Initially I found others with the same problem here. Bassicaly the proposed solution was to have a set of files named ‘stop-proces1’, ‘start-process1’ which would be created by a normal user and we’d use monit itself to watch for these files and invoke the ‘monit start proces1; rm start_proces1’. It was an ok solution, but I was not 100% fond of this because:
- I had to ‘polute’ my monitoring with the 2 extra service config for file watches for each service which was pretty tedious and prone to errors from copy&paste.
- Monitoring was also showing in it’s /var/log/monit file each time it ran and did not find any of the above files which was 99% of the time.
- I needed to wait for monit to run it’s cycle of 2 min before it figured out I created the ‘star_proces1’ file and start the service. This was making the total time of deploy quite high, and obtaining feedback that there was a problem with the build.

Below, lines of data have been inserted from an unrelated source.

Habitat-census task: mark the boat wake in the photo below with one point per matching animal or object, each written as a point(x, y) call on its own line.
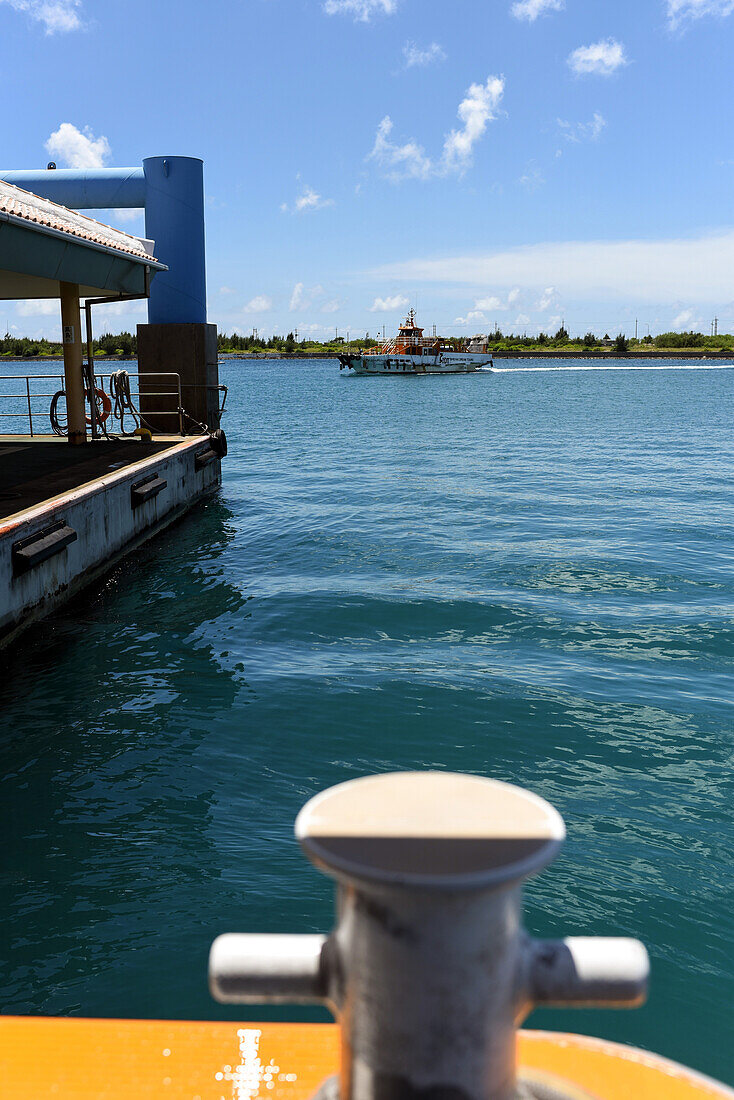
point(607, 366)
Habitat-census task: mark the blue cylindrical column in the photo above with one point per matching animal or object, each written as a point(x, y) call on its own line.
point(174, 219)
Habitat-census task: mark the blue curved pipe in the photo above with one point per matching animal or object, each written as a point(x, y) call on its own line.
point(171, 190)
point(91, 189)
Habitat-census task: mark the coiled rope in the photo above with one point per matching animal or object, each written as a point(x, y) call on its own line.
point(122, 403)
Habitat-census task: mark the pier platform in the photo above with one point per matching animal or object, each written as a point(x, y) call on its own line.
point(68, 514)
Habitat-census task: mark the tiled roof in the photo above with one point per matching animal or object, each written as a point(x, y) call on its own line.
point(20, 204)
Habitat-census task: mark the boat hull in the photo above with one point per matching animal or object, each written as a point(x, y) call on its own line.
point(398, 365)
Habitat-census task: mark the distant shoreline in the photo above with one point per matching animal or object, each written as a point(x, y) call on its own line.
point(697, 353)
point(552, 353)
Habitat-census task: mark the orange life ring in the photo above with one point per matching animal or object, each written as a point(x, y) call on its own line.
point(107, 405)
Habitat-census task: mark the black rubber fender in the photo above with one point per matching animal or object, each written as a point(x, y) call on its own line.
point(218, 442)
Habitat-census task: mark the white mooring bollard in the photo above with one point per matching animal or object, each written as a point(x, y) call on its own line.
point(428, 969)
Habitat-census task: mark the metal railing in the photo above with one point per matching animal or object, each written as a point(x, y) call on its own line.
point(35, 403)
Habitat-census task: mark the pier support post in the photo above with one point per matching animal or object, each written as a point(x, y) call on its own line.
point(190, 352)
point(73, 361)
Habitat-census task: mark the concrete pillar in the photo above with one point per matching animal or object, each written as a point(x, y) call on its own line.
point(73, 361)
point(190, 352)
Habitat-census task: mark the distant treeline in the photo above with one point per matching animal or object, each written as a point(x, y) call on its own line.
point(124, 344)
point(496, 341)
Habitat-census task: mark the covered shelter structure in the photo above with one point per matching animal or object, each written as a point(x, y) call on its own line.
point(70, 507)
point(47, 251)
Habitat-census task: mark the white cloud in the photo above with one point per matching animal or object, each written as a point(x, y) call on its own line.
point(409, 161)
point(478, 108)
point(692, 271)
point(532, 179)
point(530, 9)
point(422, 55)
point(362, 10)
point(304, 297)
point(601, 57)
point(387, 305)
point(37, 307)
point(683, 319)
point(490, 303)
point(583, 131)
point(685, 11)
point(78, 149)
point(473, 317)
point(398, 162)
point(309, 200)
point(260, 304)
point(548, 299)
point(57, 17)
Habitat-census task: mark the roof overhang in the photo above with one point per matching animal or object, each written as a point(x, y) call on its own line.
point(34, 259)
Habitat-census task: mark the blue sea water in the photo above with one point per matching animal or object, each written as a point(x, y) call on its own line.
point(526, 574)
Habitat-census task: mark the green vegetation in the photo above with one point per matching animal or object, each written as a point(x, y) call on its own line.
point(559, 343)
point(120, 345)
point(124, 344)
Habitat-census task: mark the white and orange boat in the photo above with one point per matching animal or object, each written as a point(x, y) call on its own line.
point(411, 352)
point(428, 971)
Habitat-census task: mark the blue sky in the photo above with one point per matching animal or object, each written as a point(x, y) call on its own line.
point(491, 162)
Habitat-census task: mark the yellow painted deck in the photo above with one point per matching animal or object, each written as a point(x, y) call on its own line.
point(111, 1059)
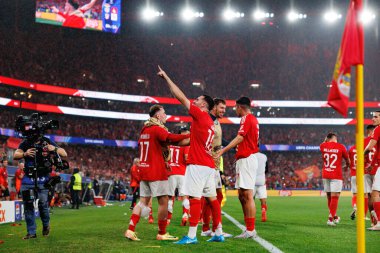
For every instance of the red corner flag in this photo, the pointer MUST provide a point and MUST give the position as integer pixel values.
(351, 52)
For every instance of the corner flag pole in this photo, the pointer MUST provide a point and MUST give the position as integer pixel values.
(360, 231)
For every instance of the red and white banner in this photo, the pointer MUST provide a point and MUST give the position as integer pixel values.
(160, 100)
(171, 118)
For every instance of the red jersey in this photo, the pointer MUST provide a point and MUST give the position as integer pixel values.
(135, 176)
(152, 164)
(18, 180)
(4, 177)
(201, 137)
(353, 158)
(177, 160)
(75, 20)
(249, 129)
(376, 158)
(332, 154)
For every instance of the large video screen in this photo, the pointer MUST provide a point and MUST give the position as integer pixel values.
(100, 15)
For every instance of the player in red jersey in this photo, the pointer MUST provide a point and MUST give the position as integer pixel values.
(177, 163)
(246, 163)
(135, 182)
(153, 172)
(200, 173)
(367, 177)
(4, 181)
(374, 168)
(332, 175)
(73, 14)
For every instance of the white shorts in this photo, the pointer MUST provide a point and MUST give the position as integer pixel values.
(218, 180)
(260, 192)
(199, 181)
(376, 181)
(246, 169)
(175, 182)
(367, 184)
(154, 188)
(332, 185)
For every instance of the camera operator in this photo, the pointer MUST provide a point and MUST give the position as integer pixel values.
(39, 153)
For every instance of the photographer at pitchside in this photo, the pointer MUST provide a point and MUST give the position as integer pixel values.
(40, 155)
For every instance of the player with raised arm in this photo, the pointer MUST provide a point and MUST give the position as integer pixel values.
(332, 174)
(246, 142)
(74, 14)
(153, 172)
(199, 177)
(374, 169)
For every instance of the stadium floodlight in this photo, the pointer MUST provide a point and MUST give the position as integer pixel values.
(259, 15)
(331, 16)
(149, 14)
(229, 14)
(294, 16)
(189, 14)
(367, 16)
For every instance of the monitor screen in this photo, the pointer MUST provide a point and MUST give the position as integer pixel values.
(99, 15)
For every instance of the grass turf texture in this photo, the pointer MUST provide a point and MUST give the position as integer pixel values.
(295, 224)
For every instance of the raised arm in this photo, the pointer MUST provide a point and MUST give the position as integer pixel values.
(177, 93)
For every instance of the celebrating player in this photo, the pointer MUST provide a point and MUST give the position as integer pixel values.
(153, 172)
(332, 175)
(367, 177)
(260, 186)
(73, 14)
(200, 173)
(374, 168)
(246, 163)
(177, 163)
(216, 114)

- I suspect it was a bug(since the ‘apt-get’ version is not one of the latest), but it sometimes did not seem to react on these file creations.

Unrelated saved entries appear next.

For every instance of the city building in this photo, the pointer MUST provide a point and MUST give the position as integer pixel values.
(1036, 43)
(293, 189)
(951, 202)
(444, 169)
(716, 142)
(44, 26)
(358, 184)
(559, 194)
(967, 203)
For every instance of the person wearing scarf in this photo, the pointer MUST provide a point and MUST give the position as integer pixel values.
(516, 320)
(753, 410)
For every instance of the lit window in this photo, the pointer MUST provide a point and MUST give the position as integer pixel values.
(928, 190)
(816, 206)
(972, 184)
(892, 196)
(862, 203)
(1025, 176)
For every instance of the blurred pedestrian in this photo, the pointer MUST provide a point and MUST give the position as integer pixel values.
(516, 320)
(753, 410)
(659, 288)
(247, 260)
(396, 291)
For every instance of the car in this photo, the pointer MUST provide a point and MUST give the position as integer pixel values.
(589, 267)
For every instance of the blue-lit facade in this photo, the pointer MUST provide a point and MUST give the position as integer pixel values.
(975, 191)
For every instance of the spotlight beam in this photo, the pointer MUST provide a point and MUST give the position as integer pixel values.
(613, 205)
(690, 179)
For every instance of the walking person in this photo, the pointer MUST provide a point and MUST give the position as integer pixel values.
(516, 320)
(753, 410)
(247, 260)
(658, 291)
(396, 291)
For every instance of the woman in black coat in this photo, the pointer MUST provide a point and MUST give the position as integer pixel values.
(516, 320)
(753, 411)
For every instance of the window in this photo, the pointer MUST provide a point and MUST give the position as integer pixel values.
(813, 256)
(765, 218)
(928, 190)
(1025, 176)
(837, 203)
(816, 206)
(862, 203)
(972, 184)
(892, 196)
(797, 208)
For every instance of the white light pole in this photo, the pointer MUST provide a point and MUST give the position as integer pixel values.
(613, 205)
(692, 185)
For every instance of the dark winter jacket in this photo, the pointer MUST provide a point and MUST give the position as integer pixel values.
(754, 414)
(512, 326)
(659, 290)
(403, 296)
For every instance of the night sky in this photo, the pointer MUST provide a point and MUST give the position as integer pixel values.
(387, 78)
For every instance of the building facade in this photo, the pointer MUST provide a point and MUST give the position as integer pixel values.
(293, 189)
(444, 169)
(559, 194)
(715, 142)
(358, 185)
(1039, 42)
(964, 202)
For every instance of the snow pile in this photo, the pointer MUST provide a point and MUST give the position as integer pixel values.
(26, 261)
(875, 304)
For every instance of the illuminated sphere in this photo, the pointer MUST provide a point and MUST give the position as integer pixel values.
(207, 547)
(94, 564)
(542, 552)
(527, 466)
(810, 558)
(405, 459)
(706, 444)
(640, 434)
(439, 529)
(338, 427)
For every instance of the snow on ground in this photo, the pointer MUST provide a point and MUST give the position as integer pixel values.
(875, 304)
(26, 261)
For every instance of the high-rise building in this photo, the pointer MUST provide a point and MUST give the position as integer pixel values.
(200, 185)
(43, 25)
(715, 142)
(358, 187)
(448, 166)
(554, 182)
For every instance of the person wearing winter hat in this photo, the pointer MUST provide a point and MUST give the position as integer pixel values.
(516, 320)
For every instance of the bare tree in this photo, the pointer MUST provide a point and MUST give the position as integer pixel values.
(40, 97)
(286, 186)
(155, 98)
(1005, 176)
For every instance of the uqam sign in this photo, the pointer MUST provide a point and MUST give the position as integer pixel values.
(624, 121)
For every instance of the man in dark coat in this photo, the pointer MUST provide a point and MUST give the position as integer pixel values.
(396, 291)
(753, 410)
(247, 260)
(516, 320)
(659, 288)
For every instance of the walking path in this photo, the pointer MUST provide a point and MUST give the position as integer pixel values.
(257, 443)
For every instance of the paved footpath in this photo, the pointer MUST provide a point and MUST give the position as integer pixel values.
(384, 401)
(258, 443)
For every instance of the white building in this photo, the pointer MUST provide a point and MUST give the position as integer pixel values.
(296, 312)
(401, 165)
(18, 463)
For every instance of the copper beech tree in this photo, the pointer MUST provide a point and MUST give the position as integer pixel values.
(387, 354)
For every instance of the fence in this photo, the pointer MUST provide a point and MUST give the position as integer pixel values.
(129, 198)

My Solution - use curl with the embedded web server
- Use the local provided web server and curl to start/stop the services.
In the Monit config file you can uncomment and start a small web server which by default is available only for local connections, through which you see the status and can stop/start monitored services.
set httpd port 2812 and use address localhost # only accept connection from localhost allow localhost # allow localhost to connect to the server and
The url for the http commands for starting and stoping are pretty straight forward, and we can easily create a curl command that mimics them like this:
curl http://localhost:2812/buyit -d "action=start" curl http://localhost:2812/buyit -d "action=stop"
Since the webserver accepts only local connections and I already connect through ssh to the machine there is no security problem and we don’t have any issues with this approach.
Hope I gave you an ideea to use in your projects and make your life easier.